Hector groaned. Obviously, he was practically dying of shame. "I should never have attempted combat flight, it is beyond my ability."
"Well," said the emperor slowly, "what you have done, you have done. There is no help for it now." He took a step closer to the combat chair where Admiral Hector sat, and standing over him, reached out a hand. "Give me the helmet."
The pilot's helmet left the admiral's face exposed, eyes behind a transparent shield, and the emperor could see him blanch. "Sire. You have not the training, not even as much as I-"
"But I have other qualifications that you lack. Give me the helmet." He was thinking that wearing the pilot's helmet ought to at least give him a good look at the ship's surroundings, a more immediate sense of what was happening than was provided on the holostage.

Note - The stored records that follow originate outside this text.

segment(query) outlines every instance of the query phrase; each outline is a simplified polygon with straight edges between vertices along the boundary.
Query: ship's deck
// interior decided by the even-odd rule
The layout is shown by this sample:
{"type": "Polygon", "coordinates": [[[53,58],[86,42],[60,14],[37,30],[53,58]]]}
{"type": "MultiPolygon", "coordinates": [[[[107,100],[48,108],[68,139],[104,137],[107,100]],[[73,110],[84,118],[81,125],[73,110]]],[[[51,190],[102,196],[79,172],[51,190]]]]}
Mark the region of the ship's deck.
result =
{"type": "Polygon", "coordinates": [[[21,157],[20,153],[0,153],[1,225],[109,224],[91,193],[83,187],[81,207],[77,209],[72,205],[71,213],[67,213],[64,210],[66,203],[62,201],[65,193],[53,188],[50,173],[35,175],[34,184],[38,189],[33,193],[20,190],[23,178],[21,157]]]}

As soon as Julius had placed the helmet on his head, he became aware of blurry presentations, perceptions of the ship's systems and of the outside world. But for the moment, he ignored them; there was another matter that had to be concluded first. Drawing his sidearm, he lifted it, aiming it point-blank between the admiral's unprotected eyes. When the pistol came up to aim at Hector, the man closed his eyes, but he did not flinch or turn away. Such executive punishments were rare in the empire, but not unheard of.
At first the emperor thought that the gun had made no mess at all; but when he looked again, beyond the admiral's shattered and now immobile head, he saw that someone would have to do some cleaning up. Well, it would not be him. And maybe it would not be necessary, after all.

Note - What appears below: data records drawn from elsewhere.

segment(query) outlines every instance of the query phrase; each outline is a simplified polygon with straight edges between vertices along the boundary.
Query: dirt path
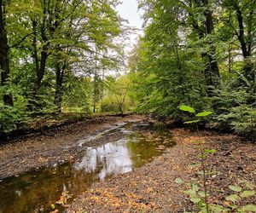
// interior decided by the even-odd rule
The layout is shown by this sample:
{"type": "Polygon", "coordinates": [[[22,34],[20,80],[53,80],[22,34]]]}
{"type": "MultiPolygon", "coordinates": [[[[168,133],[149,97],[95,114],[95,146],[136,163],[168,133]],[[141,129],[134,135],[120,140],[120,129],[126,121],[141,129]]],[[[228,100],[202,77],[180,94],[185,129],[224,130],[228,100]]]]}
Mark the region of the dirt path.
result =
{"type": "MultiPolygon", "coordinates": [[[[73,161],[79,153],[79,141],[111,129],[113,125],[143,118],[133,115],[88,119],[58,131],[27,136],[26,139],[0,146],[0,179],[17,176],[32,169],[73,161]]],[[[92,145],[90,141],[84,144],[92,145]]]]}
{"type": "MultiPolygon", "coordinates": [[[[182,178],[185,182],[194,178],[193,181],[201,188],[201,176],[197,173],[200,168],[189,166],[200,161],[200,152],[193,143],[198,140],[205,141],[206,148],[217,151],[206,161],[207,168],[214,170],[214,175],[207,176],[207,182],[210,204],[230,208],[232,203],[224,198],[234,192],[229,189],[229,185],[246,188],[246,183],[249,182],[253,184],[251,190],[255,190],[255,144],[243,142],[237,136],[208,131],[198,135],[184,129],[175,129],[170,134],[177,141],[176,147],[131,173],[93,185],[67,212],[198,212],[183,193],[189,187],[175,182],[176,178],[182,178]]],[[[255,204],[256,197],[239,202],[240,206],[255,204]]]]}

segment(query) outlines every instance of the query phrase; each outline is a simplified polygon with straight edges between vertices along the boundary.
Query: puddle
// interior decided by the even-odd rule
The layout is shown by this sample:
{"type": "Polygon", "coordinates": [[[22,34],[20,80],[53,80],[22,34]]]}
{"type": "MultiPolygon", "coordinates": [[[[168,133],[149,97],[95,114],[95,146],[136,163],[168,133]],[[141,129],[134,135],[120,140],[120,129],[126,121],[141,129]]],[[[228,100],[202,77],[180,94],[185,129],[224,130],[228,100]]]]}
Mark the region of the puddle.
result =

There was a crisp sound of movement, of the operation of a door, in the direction of the main airlock, and Julius turned, pistol still in hand. Someone was coming in.
"Who-?"
And then the emperor understood that he might better have asked what. It seemed to him that if he drew in a deep breath, he would be dead before he had the chance to let the air all out again.
In keeping with the crew's unblemished record of ineptitude-in this indictment, Julius did not exempt himself-no one had seen the enemy approaching the ship.
A silvery quartet of berserker boarding machines, moving alertly, on guard against treacherous Solarian ambush, marched into the grounded Galaxy, which seemed to them at this moment the most readily capturable means of transportation. Four of them, their shapes a poor approximation of the human, silvery metal showing through where some kind of outer coating, what must have been an attempt at camouflage, had been shredded. Silently, they deployed themselves in an almost regular arc, all four of them equally distant from the emperor. Silently, they thus confronted him.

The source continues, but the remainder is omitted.